Sharpe le tendió una mano.
—Disculpe, sargento. He resbalado.
Sabía que había sido una chiquillada imprudente, pero era un pequeño gesto que les indicaba a los hombres que todavía estaba de su lado. Siguió caminando, dejó a Hakeswill crispado y vio cerca al capitán Rymer que escalaba la trinchera para encontrarse con él.
Sí Rymer había visto el incidente no lo comentó; hizo un gesto cortés con la cabeza y dijo:
—Un día asqueroso.
Sharpe sintió el habitual azoramiento que le entraba al enfrentarse a las conversaciones triviales. Hizo un gesto señalando a los hombres que estaban en la trinchera.
—El cavar los mantiene calientes. —De repente se dio cuenta de que parecía que le dijera a Rymer que cogiera una pala y buscó en su cabeza una frase para corregir esa impresión—. Una de las ventajas de tener cierto rango, ¿eh? —No era capaz de llamar a Rymer capitán o señor. Parecía que Rymer no se diera cuenta.
—Odian cavar.
—¿Usted no?
El capitán Rymer no se había parado a pensarlo. El haber nacido entre los Rymer de Waltham Cross no le incitaba a uno a pensar en las labores manuales. Era un hombre bien parecido, de cabello rubio, de unos veinticinco años, absolutamente nervioso con Sharpe. Rymer no era responsable de la situación, tampoco era de su agrado y estaba aterrorizado pensando en el momento (que el coronel dijo que iba a llegar) en que Sharpe sería devuelto a la compañía como teniente. El coronel le había dicho a Rymer que no se preocupara.

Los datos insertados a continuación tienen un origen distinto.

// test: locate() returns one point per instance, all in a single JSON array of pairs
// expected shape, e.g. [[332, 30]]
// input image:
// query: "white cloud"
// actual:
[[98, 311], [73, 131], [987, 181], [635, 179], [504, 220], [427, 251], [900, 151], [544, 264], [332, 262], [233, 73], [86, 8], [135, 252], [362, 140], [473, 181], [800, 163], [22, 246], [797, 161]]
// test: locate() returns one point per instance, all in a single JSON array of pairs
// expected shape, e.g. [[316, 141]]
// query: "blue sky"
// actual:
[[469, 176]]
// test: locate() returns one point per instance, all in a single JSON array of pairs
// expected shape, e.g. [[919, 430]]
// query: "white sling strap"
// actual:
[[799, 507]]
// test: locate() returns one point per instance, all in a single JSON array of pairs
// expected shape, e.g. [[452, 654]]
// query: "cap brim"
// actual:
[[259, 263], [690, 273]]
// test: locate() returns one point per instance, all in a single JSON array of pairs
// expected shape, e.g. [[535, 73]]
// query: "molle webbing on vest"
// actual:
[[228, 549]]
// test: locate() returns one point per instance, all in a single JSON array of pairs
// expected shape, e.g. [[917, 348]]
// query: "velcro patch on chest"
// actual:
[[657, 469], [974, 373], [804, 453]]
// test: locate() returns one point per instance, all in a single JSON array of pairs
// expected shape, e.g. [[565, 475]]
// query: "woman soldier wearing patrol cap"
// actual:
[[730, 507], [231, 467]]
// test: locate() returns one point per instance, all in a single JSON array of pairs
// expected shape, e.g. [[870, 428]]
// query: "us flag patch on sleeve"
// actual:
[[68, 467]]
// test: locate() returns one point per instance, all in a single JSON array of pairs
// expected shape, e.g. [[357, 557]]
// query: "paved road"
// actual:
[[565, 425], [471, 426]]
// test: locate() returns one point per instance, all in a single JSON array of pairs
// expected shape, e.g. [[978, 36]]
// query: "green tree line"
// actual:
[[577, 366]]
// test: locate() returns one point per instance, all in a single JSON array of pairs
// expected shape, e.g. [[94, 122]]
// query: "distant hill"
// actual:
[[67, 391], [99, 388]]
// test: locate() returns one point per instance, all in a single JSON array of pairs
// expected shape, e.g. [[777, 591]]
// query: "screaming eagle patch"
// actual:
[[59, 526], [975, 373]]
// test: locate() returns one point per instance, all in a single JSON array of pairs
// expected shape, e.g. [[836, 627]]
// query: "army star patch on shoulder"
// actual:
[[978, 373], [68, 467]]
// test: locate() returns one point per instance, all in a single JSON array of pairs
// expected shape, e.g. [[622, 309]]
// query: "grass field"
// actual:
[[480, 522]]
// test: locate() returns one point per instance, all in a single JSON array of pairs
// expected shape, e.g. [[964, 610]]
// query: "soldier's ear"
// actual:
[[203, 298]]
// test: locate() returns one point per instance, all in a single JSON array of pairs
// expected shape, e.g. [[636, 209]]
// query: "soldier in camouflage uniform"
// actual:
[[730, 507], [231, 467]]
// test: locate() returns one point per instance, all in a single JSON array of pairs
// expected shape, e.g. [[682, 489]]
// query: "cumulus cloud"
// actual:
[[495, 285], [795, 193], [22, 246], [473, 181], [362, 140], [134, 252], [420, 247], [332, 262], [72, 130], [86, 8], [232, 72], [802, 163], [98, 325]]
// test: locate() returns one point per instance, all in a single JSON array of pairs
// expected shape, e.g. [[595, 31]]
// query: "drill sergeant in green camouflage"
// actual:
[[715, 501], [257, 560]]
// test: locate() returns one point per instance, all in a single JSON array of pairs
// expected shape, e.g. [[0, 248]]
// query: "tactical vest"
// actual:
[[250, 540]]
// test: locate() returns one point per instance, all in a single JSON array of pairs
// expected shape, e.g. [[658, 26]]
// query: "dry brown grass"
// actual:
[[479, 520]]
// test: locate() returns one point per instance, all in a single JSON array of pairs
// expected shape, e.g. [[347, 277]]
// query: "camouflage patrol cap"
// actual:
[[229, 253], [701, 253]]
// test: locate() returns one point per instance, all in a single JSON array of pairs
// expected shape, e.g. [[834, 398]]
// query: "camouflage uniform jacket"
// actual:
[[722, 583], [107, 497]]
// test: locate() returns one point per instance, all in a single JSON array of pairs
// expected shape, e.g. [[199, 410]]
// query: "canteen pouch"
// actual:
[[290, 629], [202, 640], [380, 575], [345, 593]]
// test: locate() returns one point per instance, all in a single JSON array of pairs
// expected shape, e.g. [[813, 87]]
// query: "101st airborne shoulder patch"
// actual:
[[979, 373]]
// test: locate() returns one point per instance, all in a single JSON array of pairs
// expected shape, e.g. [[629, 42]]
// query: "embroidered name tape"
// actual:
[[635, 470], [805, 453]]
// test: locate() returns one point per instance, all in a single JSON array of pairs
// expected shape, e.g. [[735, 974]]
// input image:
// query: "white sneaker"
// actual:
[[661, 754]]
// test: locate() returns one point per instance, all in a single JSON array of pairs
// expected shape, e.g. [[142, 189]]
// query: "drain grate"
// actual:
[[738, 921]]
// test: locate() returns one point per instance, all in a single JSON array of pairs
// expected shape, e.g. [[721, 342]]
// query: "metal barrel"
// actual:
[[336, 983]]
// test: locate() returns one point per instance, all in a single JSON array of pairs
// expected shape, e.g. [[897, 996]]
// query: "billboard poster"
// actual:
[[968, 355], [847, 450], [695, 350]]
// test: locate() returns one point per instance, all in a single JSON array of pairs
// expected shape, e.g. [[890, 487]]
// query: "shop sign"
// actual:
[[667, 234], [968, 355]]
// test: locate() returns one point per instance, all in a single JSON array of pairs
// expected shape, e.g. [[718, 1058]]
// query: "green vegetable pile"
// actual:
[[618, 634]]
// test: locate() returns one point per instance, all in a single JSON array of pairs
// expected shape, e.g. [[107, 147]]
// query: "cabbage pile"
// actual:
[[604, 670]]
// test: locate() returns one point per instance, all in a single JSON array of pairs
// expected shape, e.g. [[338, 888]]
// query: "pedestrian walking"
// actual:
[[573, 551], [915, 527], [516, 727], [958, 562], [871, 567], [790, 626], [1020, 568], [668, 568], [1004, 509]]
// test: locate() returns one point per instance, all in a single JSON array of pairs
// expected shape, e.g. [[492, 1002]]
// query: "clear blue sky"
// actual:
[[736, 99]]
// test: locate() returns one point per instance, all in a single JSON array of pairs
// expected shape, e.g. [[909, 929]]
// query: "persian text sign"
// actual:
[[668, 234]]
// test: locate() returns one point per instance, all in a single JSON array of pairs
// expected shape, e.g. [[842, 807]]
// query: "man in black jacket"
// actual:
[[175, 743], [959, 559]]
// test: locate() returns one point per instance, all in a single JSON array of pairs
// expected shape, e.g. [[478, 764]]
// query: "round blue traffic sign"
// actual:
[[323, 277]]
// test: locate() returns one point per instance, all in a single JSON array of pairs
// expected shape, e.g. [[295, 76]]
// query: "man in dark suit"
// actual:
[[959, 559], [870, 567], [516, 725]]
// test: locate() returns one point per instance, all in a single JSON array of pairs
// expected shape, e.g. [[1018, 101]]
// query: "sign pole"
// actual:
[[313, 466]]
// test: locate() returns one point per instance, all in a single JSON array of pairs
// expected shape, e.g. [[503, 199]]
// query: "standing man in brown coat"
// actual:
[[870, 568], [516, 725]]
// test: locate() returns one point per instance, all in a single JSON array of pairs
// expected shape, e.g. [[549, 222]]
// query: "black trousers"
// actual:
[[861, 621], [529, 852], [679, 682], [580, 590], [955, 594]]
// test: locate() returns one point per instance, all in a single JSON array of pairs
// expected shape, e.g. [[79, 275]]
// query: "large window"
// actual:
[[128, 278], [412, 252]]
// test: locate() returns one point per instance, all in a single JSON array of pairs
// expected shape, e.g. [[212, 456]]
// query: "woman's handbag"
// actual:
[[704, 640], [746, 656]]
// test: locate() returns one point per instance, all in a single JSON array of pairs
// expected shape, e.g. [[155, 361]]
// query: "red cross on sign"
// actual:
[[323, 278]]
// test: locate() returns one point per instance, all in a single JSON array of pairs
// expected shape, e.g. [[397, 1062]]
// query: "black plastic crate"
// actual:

—Aún no pasará. Tendrá tiempo de asentarse, hacerse con el cargo. Pero tal vez lo quiera en la lucha, ¿eh?
Rymer no estaba ansioso de que llegara ese momento.
Levantó la vista hacia el alto fusilero con cicatrices y respiró hondo.
—¿Sharpe?
—¿Capitán? —Tarde o temprano tendría que pronunciar la palabra, aunque le doliera mucho.
—Quería decirle que…
Lo que fuera habría de esperar. Una bala francesa se precipitó contra el suelo cerca de ellos, levantó el barro, haciendo espuma, y luego vino una segunda y una tercera. Rymer abrió la boca sorprendido, se quedó inmóvil. Sharpe lo agarró por el codo y lo empujó hacia la trinchera. Él le siguió, saltó la altura de cinco pies y resbaló en el suelo de la trinchera.
El aire se llenó con el retumbar de las balas de cañón, los hombres dejaron de excavar y se miraron los unos a los otros como si alguno de ellos pudiera saber el porqué de esos repentinos cañonazos. Sharpe se asomó por el parapeto y vio a los piquetes armados que corrían en busca de protección. Parecía que todo cañón en la muralla este de Badajoz, desde lo alto del castillo, pasando por el bastión de San Pedro, hasta Trinidad en el rincón sudeste, estuviera disparando a un centenar de metros de la paralela norte.
Rymer se quedó junto a él.
—¿Qué pasa?
Un piquete saltó por encima de ellos maldiciendo al enemigo. Sharpe miró a Rymer.
—¿Tienen armas?
—¡No! Ordené que las dejaran.
—Debe haber una compañía por aquí.
Rymer asintió con la cabeza y señaló a la derecha.
—La compañía de granaderos. Están armados. ¿Por qué?
Sharpe le señaló a pesar de la oscuridad y de la lluvia las sombras al pie de la fortaleza. Desde el fuerte que protegía el dique del Rivillas se acercaban líneas de hombres; formaban filas azules que marchaban y se entremezclaban con las sombras de manera que costaba verlos. Rymer sacudió la cabeza.
—¿Qué es eso?
—¡Los malditos franceses!
Se acercaban en masa, marchaban para atacar y destruir la paralela, y de repente se hicieron visibles porque sacaron las bayonetas y los filos de acero brillaron entre la lluvia sesgada.
Todos los artilleros franceses, con miedo a darles a sus propios hombres, detuvieron el fuego. Sonó una corneta y al oír sus notas los cientos de bayonetas de acero se colocaron en posición de ataque y los franceses lanzaron gritos y cargaron.